The court sustains Commerce’s “determinations, findings, or conclusions” unless

they are “unsupported by substantial evidence on the record, or otherwise not in

accordance with law.” 19 U.S.C § 1516a(b)(1)(B)(i). More specifically, when reviewing

agency determinations, findings, or conclusions for substantial evidence, the court

assesses whether the agency action is reasonable given the record as a whole. Nippon

Steel Corp. v. United States, 458 F.3d 1345, 1350–51 (Fed. Cir. 2006). Substantial

evidence has been described as “such relevant evidence as a reasonable mind might

accept as adequate to support a conclusion.” DuPont Teijin Films USA v.
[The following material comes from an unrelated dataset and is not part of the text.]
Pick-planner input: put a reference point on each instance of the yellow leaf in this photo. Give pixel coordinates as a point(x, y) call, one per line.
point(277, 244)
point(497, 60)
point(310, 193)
United States,

407 F.3d 1211, 1215 (Fed. Cir. 2005) (quoting Consol. Edison Co. v. NLRB, 305 U.S.

197, 229 (1938)). Substantial evidence also has been described as “something less than

the weight of evidence, and the possibility of drawing two inconsistent conclusions from

the evidence does not prevent an administrative agency’s findings from being supported

by substantial evidence.” Consolo v. Fed. Mar. Comm’n, 383 U.S. 607, 620 (1966).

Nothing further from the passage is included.